[PATCH] D61652: [Attr] Introduce dereferenceable_globally

Robin Kruppe via Phabricator via llvm-commits llvm-commits at lists.llvm.org
Sat Nov 23 11:06:43 PST 2019


rkruppe added inline comments.


================
Comment at: llvm/docs/LangRef.rst:1170
+    ``dereferenceable(<n>)`` property *at any program point*, starting from the
+    definition of the value to the termination of the program. Thus, unlike
+    pointer values annotated with ``dereferenceable(<n>)``,
----------------
jdoerfert wrote:
> jdoerfert wrote:
> > RalfJung wrote:
> > > In Rust, we are using the existing  `dereferenceable` attribute on function parameters, and we are generally happy with its semantics, which we interpreted to be "this pointer is dereferenceable for the entire duration of this function call". We automatically set this attribute for all references passed to a function, which in Rust (unlike in C++) are guaranteed to not be deallocated while the function is ongoing.
> > > 
> > > However, the new `dereferenceable_globally` that is being proposed here is useless for us: even memory pointed to by references *does* eventually get deallocated. We hence cannot set that attribute. So, the patch as proposed constitutes a big regression in terms of the kind of information that the Rust frontend can provide to LLVM.
> > My first thought: `dereferenceable` + `nofree` on the argument should give you the semantics you think ` dereferenceable` has now.
> > 
> > I will ping you once I rebase the updated users of ` dereferenceable` which will then look at the new ones (`nofree`, ` dereferenceable_globally`, ..) as well.
> Slight correction: 
> `dereferenceable` + `nosync` (on the function) + `nofree` (on the arg or function) should do it, same as 
> `dereferenceable` + `noalias` (on the argument) + `nofree` (on the argument or function)
> 
> We might want to have a `nosync` on an argument as well to allow fine granularity here.
Rust can't really emit `nosync`, at least not without doing just as much IPO and analysis as LLVM would have to infer it by itself (and failing to infer it at least as often). Nothing about the language rules out synchronization happening anywhere. Furthermore, the majority of Rust code can't possibly be `nosync` even with perfect attribute inference, because a ton of code can potentially panic and (in most configurations) panicking involves some synchronization.

I also doubt `nosync` can usefully be made more granular (e.g. restricted to individual allocations): happens-before is a superset of inter-thread program order, so any synchronization at all will make all previous non-atomic stores visible to other threads, regardless of what parts of memory they affected.

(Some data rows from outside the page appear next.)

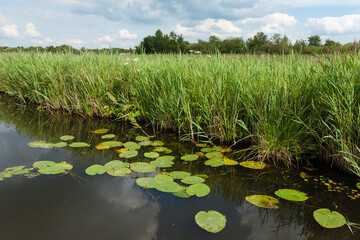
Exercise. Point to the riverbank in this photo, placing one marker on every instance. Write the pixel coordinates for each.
(282, 107)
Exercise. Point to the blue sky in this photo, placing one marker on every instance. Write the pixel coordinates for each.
(124, 23)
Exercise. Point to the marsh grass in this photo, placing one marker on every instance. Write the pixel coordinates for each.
(282, 107)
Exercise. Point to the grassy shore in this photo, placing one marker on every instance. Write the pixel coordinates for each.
(282, 107)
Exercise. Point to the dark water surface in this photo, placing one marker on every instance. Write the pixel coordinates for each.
(77, 206)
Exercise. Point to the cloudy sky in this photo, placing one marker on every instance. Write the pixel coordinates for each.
(124, 23)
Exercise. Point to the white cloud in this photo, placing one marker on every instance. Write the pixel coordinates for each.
(10, 30)
(125, 34)
(335, 25)
(30, 30)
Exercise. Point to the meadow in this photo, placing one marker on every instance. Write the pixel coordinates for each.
(285, 109)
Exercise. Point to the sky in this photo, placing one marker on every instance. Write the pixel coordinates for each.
(124, 23)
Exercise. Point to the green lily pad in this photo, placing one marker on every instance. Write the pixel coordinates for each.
(192, 180)
(179, 174)
(118, 172)
(129, 154)
(157, 143)
(151, 154)
(213, 155)
(198, 189)
(215, 162)
(95, 169)
(263, 201)
(101, 131)
(145, 143)
(115, 164)
(253, 164)
(329, 219)
(211, 221)
(291, 195)
(60, 144)
(142, 167)
(79, 144)
(66, 138)
(142, 138)
(108, 136)
(131, 145)
(112, 144)
(190, 157)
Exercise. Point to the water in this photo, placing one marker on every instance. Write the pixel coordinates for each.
(77, 206)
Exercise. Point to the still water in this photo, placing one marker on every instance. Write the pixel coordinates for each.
(77, 206)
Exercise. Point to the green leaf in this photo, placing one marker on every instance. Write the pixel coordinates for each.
(66, 138)
(198, 189)
(263, 201)
(211, 221)
(291, 195)
(95, 169)
(79, 144)
(142, 167)
(329, 219)
(190, 157)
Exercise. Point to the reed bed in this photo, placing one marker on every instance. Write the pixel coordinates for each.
(282, 107)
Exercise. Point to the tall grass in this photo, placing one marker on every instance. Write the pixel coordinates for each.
(282, 106)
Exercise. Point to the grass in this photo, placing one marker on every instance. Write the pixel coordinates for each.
(282, 107)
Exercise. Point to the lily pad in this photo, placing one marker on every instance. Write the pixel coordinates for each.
(253, 164)
(108, 136)
(142, 138)
(142, 167)
(192, 180)
(151, 154)
(79, 144)
(101, 131)
(190, 157)
(263, 201)
(329, 219)
(129, 154)
(66, 138)
(199, 189)
(179, 174)
(117, 172)
(215, 162)
(95, 169)
(291, 195)
(211, 221)
(115, 164)
(132, 145)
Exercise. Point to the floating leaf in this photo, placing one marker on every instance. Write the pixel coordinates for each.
(192, 180)
(215, 162)
(129, 154)
(67, 138)
(142, 167)
(198, 189)
(190, 157)
(179, 174)
(115, 164)
(79, 144)
(263, 201)
(118, 172)
(132, 145)
(142, 138)
(95, 169)
(108, 136)
(211, 221)
(101, 131)
(151, 154)
(329, 219)
(157, 143)
(253, 164)
(291, 195)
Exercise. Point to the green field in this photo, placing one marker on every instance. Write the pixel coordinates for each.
(282, 109)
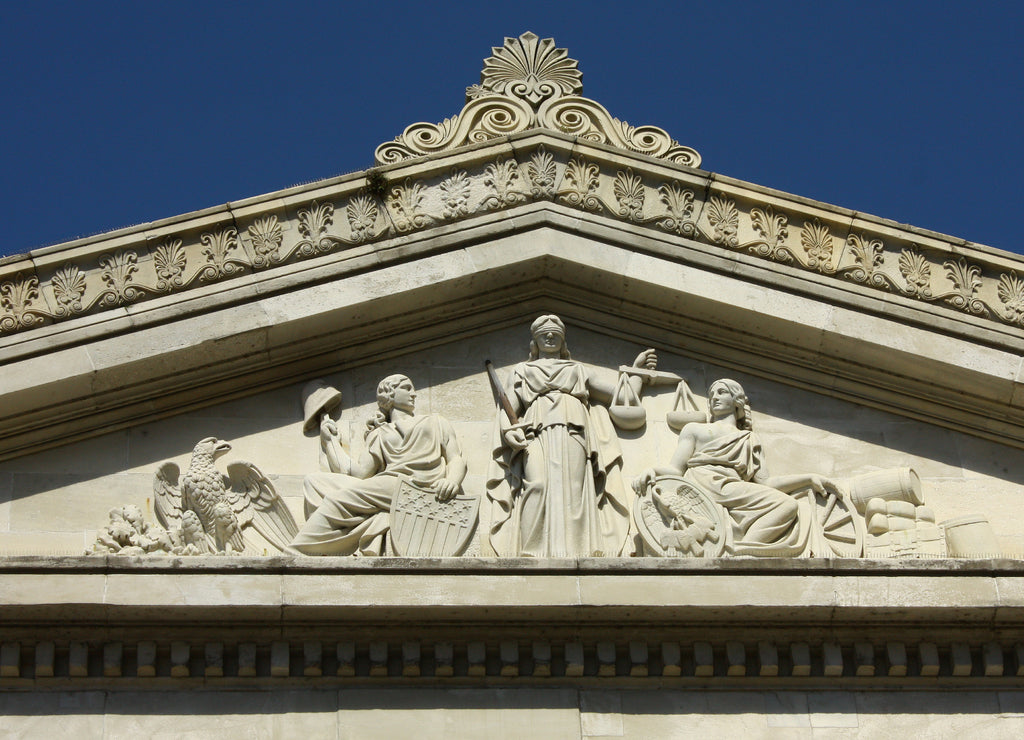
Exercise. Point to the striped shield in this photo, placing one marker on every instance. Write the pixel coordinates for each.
(423, 527)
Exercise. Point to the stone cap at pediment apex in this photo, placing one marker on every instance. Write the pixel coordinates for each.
(528, 83)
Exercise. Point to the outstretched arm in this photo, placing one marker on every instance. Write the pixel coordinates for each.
(603, 391)
(334, 456)
(677, 466)
(793, 483)
(450, 486)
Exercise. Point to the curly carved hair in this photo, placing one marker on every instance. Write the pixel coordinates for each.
(743, 418)
(385, 400)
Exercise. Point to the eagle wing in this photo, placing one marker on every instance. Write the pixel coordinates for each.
(167, 495)
(255, 502)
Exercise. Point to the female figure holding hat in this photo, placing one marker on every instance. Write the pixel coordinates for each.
(347, 510)
(556, 488)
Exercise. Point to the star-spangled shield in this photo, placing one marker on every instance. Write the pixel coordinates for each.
(424, 527)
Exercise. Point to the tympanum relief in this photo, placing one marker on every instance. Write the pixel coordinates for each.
(553, 482)
(402, 495)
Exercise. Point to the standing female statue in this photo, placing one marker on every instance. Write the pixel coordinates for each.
(556, 488)
(722, 459)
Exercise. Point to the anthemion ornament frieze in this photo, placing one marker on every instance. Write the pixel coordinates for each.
(842, 248)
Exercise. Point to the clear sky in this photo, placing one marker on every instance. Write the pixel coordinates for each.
(115, 114)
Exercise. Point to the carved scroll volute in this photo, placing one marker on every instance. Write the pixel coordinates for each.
(481, 120)
(591, 121)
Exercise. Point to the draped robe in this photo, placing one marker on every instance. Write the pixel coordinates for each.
(764, 520)
(563, 494)
(347, 515)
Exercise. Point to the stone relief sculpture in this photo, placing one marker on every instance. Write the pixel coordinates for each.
(211, 511)
(127, 532)
(401, 496)
(555, 487)
(720, 463)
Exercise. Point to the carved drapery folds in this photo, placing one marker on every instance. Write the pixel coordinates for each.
(528, 84)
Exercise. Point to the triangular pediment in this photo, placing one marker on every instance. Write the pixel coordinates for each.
(881, 362)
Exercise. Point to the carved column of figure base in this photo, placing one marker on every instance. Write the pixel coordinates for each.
(971, 537)
(900, 529)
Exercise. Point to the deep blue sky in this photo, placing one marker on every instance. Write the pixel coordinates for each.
(115, 114)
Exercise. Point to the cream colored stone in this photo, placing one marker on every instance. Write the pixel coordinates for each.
(542, 658)
(601, 713)
(704, 659)
(767, 658)
(113, 658)
(56, 714)
(444, 659)
(735, 655)
(180, 659)
(247, 659)
(280, 659)
(573, 659)
(832, 657)
(437, 713)
(960, 656)
(145, 659)
(44, 659)
(78, 659)
(346, 659)
(410, 658)
(214, 658)
(832, 709)
(800, 654)
(896, 656)
(476, 655)
(508, 652)
(672, 659)
(929, 656)
(378, 658)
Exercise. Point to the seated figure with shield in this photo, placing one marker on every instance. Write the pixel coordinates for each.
(715, 497)
(400, 496)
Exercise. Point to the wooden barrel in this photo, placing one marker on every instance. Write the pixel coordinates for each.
(971, 536)
(895, 484)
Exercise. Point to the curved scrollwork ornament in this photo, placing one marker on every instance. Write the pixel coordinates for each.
(528, 84)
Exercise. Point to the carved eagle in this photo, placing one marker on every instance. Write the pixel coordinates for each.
(223, 505)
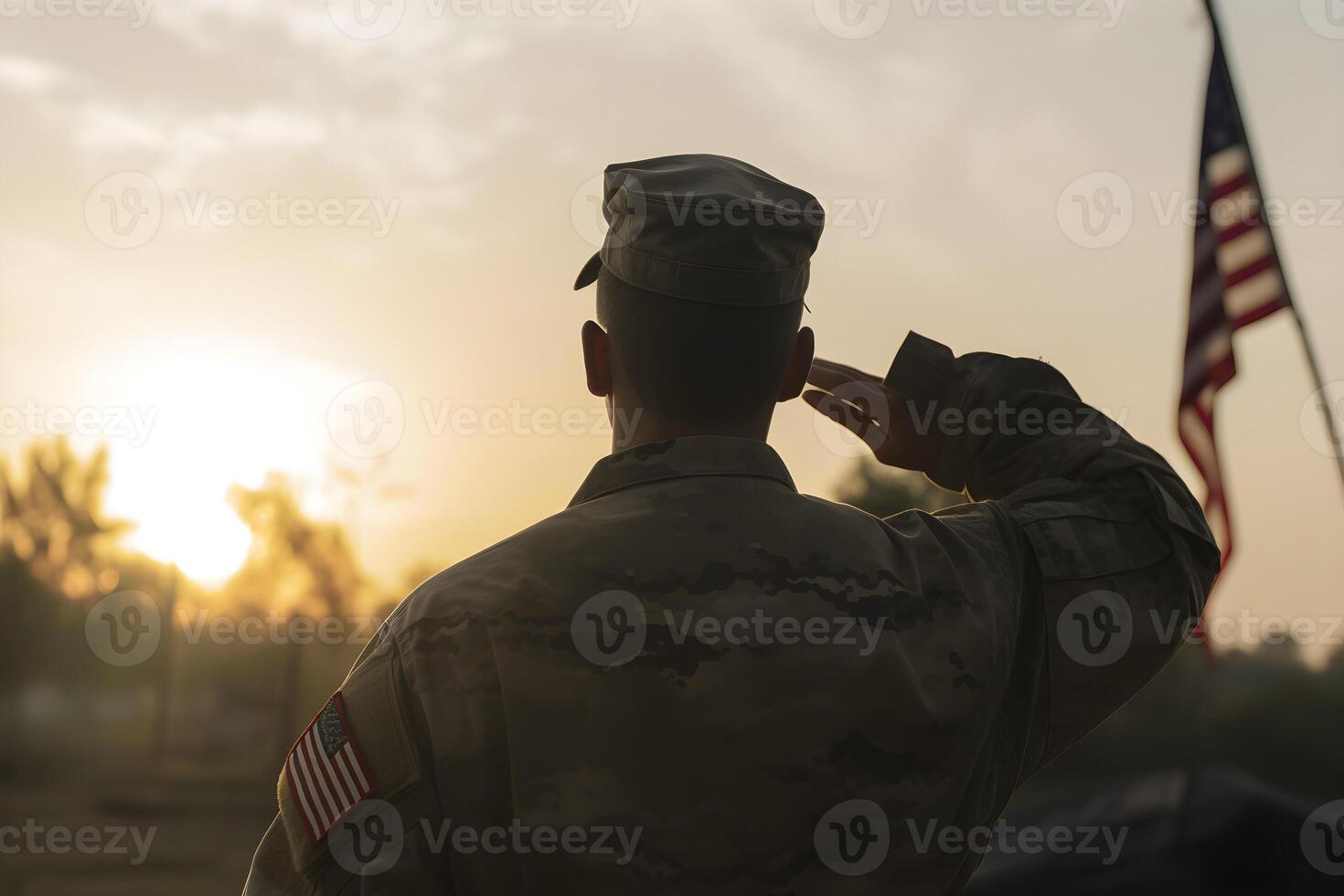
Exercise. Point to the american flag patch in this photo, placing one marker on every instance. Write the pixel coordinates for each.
(326, 774)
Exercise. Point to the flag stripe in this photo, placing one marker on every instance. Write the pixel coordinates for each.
(320, 778)
(308, 784)
(1237, 281)
(325, 772)
(302, 801)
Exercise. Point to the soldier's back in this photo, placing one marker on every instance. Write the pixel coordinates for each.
(697, 670)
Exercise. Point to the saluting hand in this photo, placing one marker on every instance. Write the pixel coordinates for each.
(875, 412)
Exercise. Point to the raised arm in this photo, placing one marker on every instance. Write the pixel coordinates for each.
(1110, 558)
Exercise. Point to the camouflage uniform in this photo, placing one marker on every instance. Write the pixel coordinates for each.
(557, 681)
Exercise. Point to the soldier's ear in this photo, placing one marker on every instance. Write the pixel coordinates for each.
(597, 359)
(800, 363)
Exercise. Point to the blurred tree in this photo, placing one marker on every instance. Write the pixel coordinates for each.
(293, 561)
(297, 564)
(51, 518)
(883, 491)
(57, 547)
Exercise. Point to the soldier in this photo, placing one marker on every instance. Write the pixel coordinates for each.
(695, 678)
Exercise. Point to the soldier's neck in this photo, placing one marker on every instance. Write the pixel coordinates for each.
(631, 429)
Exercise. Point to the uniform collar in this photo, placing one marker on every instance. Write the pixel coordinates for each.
(691, 455)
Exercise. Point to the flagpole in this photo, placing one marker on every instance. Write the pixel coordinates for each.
(1312, 361)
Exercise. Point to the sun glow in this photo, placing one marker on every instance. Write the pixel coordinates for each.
(211, 414)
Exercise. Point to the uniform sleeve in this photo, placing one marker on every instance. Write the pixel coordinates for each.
(382, 842)
(1110, 559)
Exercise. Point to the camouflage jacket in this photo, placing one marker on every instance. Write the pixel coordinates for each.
(697, 680)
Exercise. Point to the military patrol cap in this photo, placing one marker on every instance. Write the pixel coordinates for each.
(706, 229)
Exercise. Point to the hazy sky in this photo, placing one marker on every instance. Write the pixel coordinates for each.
(219, 215)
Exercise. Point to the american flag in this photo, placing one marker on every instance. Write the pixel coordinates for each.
(325, 772)
(1237, 283)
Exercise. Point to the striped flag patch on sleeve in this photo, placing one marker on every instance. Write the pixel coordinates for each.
(325, 770)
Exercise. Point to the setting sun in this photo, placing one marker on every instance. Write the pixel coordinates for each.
(229, 414)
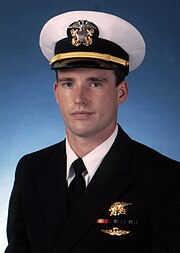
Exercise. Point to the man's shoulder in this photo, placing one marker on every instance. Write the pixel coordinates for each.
(145, 155)
(43, 155)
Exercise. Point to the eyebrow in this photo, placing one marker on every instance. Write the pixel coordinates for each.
(90, 78)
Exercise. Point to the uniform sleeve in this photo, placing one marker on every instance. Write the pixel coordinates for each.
(165, 215)
(16, 230)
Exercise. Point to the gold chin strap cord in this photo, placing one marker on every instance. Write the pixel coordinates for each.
(91, 55)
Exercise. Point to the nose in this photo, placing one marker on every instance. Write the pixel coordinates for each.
(81, 95)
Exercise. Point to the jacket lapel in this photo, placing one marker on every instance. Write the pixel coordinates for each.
(110, 181)
(52, 191)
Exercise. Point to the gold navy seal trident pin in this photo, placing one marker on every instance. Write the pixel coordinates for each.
(115, 231)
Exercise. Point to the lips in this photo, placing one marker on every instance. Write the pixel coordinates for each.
(82, 114)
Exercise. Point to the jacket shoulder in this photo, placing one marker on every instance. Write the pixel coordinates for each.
(41, 157)
(145, 155)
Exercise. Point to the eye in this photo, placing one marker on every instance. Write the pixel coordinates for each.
(96, 84)
(67, 84)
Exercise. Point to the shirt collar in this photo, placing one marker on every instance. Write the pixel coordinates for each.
(93, 159)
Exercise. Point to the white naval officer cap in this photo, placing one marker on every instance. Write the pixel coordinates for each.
(91, 39)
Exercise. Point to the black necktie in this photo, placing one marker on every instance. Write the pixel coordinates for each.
(77, 186)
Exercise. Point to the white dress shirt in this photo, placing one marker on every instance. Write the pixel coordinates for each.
(92, 160)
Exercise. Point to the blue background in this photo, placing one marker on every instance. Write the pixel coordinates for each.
(29, 116)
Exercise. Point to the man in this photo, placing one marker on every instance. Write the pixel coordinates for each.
(127, 197)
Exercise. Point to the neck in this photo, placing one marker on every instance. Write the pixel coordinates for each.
(84, 145)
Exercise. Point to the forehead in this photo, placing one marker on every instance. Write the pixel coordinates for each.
(85, 72)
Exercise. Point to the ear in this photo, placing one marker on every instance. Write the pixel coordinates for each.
(122, 92)
(56, 92)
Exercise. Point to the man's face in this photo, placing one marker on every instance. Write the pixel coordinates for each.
(88, 101)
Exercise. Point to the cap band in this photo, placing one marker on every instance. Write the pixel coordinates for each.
(93, 55)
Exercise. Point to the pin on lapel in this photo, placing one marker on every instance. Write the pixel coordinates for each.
(115, 231)
(118, 208)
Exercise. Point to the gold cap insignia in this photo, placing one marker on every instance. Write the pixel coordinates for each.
(82, 32)
(118, 208)
(115, 231)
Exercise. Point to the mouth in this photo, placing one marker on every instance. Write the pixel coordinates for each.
(82, 114)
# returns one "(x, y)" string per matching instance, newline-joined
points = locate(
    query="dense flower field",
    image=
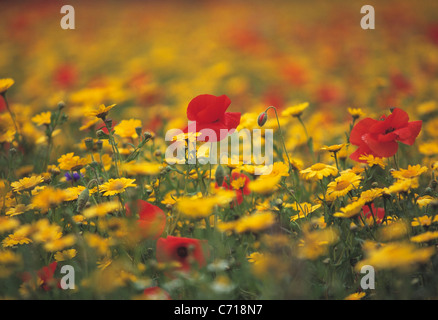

Luckily, the second option (`dereferenceable` + `noalias` + `nofree` on argument) is feasible for Rust. At least for immutable references. There are too many miscompiles with `noalias`+mutation, so we don't currently add `noalias` or anything like that to mutable references. That needs to be fixed eventually, but as long as it lasts, we can't emit `dereferenceable`+`noalias`+`nofree` for mutable references. But maybe it won't be worse than before the change to `dereferenceable`, since exploiting dereferenceability is difficult without aliasing information in any case.